Kesehatan

Ciri-Ciri Penyakit Jantung Bawaan pada Bayi yang Perlu Diwaspadai

Penyakit jantung bawaan adalah kelainan pada struktur jantung yang sudah ada sejak dalam kandungan. Orang tua perlu waspada terhadap tanda-tanda yang muncul saat bayi menyusu.

I
Indriani Atmaja
22 July 2026 2 pembaca
Ilustrasi (Foto: Getty Images/alice-photo)
Ilustrasi (Foto: Getty Images/alice-photo)

Penyakit jantung bawaan merupakan kelainan pada struktur jantung yang sudah terbentuk sejak bayi masih berada di dalam kandungan. Dokter jantung anak dari BraveHeart Brawijaya Hospital, dr Anisa Rahmadhany, SpA, Subsp.Kardio(K), mengatakan sekitar 1 persen atau sekitar 50 ribu anak lahir dengan kondisi tersebut setiap tahunnya.
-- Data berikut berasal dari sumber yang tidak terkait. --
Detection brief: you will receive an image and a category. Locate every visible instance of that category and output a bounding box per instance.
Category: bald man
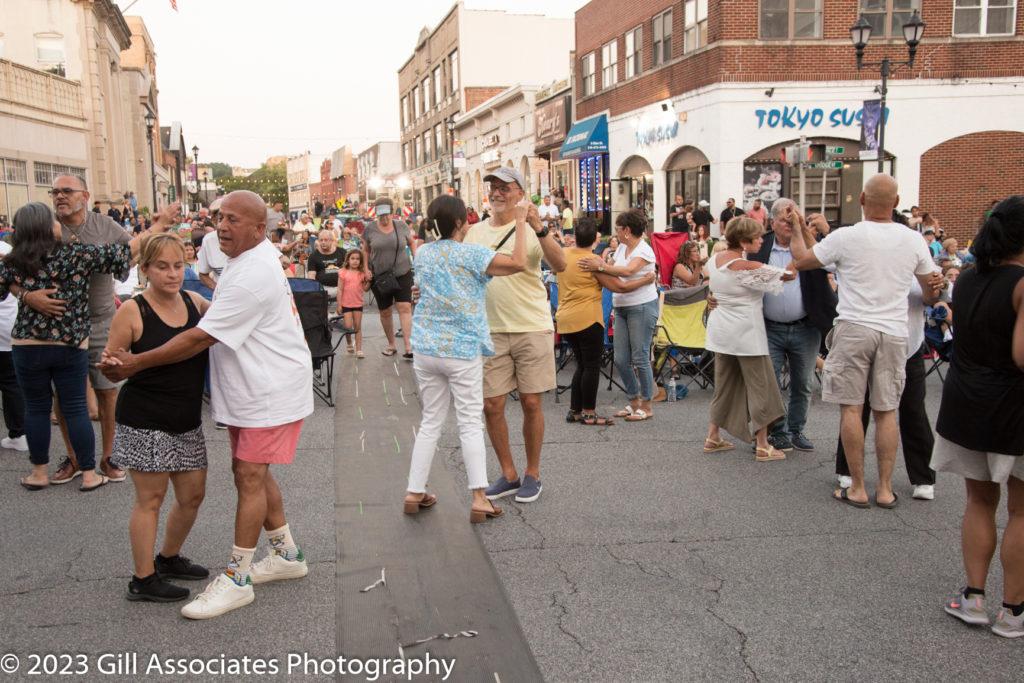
[787,174,935,509]
[102,191,313,618]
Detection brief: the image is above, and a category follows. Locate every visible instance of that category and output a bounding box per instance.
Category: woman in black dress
[932,196,1024,638]
[104,234,210,602]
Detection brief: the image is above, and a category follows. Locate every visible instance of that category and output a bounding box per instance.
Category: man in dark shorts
[362,197,416,360]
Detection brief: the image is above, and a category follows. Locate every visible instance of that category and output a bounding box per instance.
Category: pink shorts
[227,420,302,465]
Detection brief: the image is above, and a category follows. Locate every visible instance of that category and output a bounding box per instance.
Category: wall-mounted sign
[754,106,891,130]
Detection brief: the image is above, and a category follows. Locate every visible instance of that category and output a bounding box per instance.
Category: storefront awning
[558,114,608,159]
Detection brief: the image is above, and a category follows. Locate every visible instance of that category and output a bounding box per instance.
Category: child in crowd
[338,251,370,358]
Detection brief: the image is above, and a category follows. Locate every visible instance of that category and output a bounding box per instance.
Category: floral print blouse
[0,244,131,346]
[411,240,495,360]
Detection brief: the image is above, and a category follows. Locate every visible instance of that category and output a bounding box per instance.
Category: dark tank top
[936,265,1024,456]
[117,292,209,434]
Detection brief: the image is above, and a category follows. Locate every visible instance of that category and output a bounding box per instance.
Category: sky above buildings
[117,0,587,167]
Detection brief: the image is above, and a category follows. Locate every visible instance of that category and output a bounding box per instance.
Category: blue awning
[558,114,608,159]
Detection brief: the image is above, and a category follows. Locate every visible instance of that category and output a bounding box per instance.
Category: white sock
[266,524,302,561]
[224,546,256,586]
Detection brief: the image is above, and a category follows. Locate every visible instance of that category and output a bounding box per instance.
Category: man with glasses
[465,168,565,503]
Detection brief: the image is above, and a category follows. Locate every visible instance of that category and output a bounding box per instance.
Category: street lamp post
[850,9,925,173]
[444,116,456,195]
[193,144,199,211]
[145,108,160,214]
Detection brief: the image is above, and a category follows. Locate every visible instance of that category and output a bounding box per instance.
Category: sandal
[404,494,437,515]
[705,438,736,453]
[754,443,786,462]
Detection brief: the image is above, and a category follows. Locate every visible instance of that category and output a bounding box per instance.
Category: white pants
[408,353,487,494]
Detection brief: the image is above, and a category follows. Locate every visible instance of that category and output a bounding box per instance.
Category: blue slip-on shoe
[483,476,520,501]
[515,474,541,503]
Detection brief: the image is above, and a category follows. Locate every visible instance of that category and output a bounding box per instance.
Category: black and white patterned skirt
[111,424,207,472]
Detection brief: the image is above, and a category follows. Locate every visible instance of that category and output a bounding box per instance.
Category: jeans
[407,353,487,494]
[12,344,96,471]
[614,299,657,400]
[765,318,821,436]
[0,351,25,438]
[562,323,604,413]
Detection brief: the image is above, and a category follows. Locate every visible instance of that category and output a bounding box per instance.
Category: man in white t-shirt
[790,174,935,509]
[104,190,313,618]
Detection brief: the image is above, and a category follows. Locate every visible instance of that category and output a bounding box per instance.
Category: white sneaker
[913,483,935,501]
[249,550,309,584]
[181,572,256,618]
[0,435,29,451]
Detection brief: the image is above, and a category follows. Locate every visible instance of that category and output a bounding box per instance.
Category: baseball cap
[483,166,526,189]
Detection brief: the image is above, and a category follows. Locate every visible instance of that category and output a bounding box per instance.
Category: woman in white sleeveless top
[703,217,796,462]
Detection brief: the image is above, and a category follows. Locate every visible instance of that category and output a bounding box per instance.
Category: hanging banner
[860,99,882,161]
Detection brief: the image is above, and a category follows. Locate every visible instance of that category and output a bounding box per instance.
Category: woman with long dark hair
[404,195,529,523]
[932,195,1024,638]
[0,202,166,490]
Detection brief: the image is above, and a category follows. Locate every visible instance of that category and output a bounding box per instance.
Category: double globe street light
[850,9,925,173]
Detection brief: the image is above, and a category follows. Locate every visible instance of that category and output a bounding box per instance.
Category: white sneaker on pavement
[181,572,256,618]
[0,435,29,451]
[913,483,935,501]
[249,550,309,584]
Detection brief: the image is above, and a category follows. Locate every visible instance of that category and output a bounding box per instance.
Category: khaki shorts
[483,331,557,398]
[821,321,906,411]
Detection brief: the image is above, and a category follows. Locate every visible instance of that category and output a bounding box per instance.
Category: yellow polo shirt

Menurut dr Anisa, secara umum penyakit jantung bawaan terbagi menjadi dua tipe, yaitu tipe biru (sianotik) dan tipe tidak biru (asianotik), yang masing-masing memiliki gejala yang berbeda. Pada penyakit jantung bawaan tipe biru, tanda yang paling mudah dikenali adalah perubahan warna menjadi kebiruan pada bibir dan mukosa lidah akibat kadar oksigen dalam darah yang rendah.

"Kalau biru berarti kelihatan biru anaknya. Tahunya biru dari mana? Kita gampangnya lihatnya di bibir sama mukosa lidah," jelasnya dalam tayangan detikSore, Kamis (16/7/2026). Namun, untuk pengukuran yang lebih objektif, dapat digunakan pulse oximeter; jika saturasi di bawah 95 persen, artinya terdapat cyanosis atau kebiruan.
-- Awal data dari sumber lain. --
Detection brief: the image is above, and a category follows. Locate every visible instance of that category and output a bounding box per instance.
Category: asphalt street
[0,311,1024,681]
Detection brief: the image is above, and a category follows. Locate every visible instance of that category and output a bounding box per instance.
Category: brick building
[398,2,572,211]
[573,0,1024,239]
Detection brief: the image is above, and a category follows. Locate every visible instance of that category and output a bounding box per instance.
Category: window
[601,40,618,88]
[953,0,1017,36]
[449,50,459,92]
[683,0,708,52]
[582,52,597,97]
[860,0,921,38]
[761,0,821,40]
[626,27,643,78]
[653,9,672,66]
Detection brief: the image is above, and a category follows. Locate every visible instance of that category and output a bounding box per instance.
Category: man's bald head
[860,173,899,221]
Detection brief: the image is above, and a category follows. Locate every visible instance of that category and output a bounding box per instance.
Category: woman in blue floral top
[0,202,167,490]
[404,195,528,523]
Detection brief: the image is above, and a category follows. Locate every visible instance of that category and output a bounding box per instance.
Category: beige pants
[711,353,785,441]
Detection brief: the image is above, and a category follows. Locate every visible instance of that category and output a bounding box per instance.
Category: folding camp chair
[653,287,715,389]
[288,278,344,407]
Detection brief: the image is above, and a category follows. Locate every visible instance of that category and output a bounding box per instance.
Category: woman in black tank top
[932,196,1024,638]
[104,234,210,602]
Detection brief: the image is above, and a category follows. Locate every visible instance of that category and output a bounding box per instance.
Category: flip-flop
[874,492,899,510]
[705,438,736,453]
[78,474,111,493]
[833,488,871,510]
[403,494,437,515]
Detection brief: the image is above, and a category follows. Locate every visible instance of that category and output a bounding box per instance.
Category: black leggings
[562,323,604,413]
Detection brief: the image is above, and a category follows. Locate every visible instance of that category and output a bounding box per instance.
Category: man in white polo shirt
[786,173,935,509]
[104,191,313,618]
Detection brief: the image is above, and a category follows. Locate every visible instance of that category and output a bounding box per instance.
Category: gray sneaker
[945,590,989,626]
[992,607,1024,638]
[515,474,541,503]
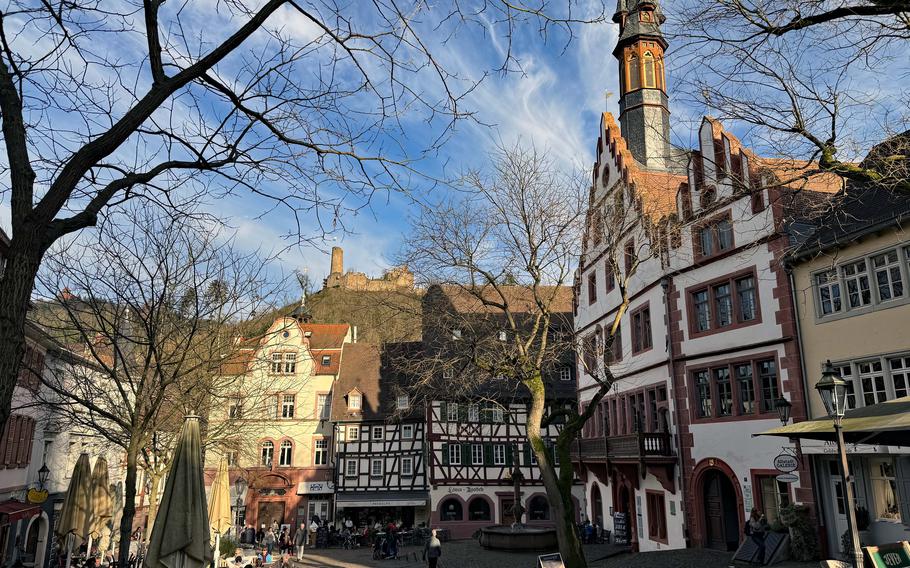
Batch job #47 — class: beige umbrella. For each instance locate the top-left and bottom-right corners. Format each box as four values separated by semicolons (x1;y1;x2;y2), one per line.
86;458;111;554
209;458;231;558
145;416;212;568
54;452;92;568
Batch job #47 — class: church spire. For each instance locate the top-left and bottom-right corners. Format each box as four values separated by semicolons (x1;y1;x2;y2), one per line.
613;0;670;170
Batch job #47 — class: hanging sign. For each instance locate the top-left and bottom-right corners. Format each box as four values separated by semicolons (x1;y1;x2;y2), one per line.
774;454;799;473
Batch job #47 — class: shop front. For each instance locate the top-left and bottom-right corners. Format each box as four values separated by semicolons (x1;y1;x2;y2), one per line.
335;491;429;528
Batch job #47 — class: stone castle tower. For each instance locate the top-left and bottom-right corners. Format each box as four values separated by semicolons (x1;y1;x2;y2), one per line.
613;0;672;170
322;247;414;292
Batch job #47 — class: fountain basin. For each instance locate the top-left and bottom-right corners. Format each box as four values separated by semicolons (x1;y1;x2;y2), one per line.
480;525;557;550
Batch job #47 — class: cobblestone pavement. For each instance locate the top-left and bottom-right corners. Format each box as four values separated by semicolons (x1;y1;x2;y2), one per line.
286;540;817;568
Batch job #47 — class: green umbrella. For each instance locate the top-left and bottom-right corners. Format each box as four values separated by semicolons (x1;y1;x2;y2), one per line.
145;416;212;568
55;452;92;567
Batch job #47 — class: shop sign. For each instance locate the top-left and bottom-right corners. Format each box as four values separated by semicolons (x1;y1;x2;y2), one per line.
774;454;799;473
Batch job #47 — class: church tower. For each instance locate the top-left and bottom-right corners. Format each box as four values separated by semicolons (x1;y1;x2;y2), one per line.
613;0;671;170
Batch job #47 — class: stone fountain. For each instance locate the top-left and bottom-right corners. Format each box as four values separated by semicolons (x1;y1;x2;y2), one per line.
479;447;558;550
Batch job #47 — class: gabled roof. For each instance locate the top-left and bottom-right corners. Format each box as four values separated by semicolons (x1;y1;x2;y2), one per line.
435;285;572;314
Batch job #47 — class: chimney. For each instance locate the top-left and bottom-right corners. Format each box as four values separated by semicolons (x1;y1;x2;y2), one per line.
330;247;344;274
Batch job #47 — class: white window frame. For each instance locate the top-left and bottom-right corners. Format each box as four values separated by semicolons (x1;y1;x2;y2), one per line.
471;444;483;465
493;444;506;465
449;444;461;465
401;457;414;477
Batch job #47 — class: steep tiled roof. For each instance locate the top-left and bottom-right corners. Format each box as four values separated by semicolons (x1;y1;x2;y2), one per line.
439;285;572;314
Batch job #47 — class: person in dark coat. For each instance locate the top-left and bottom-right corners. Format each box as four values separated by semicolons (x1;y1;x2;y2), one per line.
423;529;442;568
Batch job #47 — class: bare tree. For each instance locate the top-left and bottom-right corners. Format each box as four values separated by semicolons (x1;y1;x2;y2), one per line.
670;0;910;191
0;0;603;434
34;207;280;562
404;146;638;568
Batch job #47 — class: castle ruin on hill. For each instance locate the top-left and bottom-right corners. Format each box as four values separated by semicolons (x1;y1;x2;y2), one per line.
322;247;414;292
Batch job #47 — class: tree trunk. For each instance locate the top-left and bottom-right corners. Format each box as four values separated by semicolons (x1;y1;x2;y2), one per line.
525;373;588;568
0;234;43;424
117;441;139;566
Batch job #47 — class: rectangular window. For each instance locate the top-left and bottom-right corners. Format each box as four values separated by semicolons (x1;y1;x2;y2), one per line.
316;394;332;420
758;361;778;412
449;444;461;465
736;276;756;322
284;353;297;375
714;367;733;416
471;444;483;465
856;360;888;406
281;394;294;418
313;438;329;465
841;260;872;308
871;458;901;521
733;363;755;414
646;491;667;542
815;270;843;316
271;353;282;375
632;307;652;353
493;444;506;465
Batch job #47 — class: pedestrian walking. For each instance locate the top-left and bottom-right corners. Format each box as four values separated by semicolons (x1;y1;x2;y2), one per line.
423;529;442;568
294;523;307;560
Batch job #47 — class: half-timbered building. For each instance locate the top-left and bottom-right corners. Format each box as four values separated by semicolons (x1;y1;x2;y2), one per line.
332;343;429;527
423;286;582;538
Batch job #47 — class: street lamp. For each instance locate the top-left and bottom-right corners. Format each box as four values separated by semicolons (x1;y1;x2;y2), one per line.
815;360;863;568
774;397;793;426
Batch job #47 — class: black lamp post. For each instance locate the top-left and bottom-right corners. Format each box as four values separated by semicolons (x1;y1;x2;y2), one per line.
815;360;863;568
774;397;793;426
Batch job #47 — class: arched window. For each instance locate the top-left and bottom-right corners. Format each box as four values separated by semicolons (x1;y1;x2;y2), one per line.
278;440;293;466
259;440;275;467
528;495;550;521
644;51;657;89
439;497;464;521
468;497;493;521
628;53;641;91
Selain tampak kebiruan, anak dengan penyakit jantung bawaan juga umumnya mudah lelah, yang dapat mengganggu pertumbuhan dan perkembangan mereka. Berat badan sulit naik, tinggi badan tidak bertambah optimal, hingga perkembangan otak juga dapat terdampak karena kekurangan oksigen.

Sementara itu, pada penyakit jantung bawaan tipe tidak biru, gejalanya sering kali lebih sulit dikenali, terutama pada bayi. Menurut dr Anisa, aktivitas utama bayi adalah menyusu. Oleh karena itu, kemampuan bayi saat minum susu dapat menjadi petunjuk awal adanya gangguan pada jantung.

"Kalau yang tidak biru, beda lagi gejalanya. Kalau bayi kan aktivitas, tidak lari-larian, tidak naik turun tangga. Jadi aktivitas bayi adalah minum susu. Minum susu itu udah kayak lari," katanya. Orang tua perlu waspada jika bayi membutuhkan waktu sangat lama untuk menyusu, cepat lelah saat menyusu, atau tidak mampu menghabiskan susu seperti biasanya.

"Kalau susunya cepat habis, kalau misalnya tidak ya hati-hati nih, dia ada penyakit jantung bawaan misalnya. Kalau minum susunya kurang, berat badannya susah naik," lanjutnya.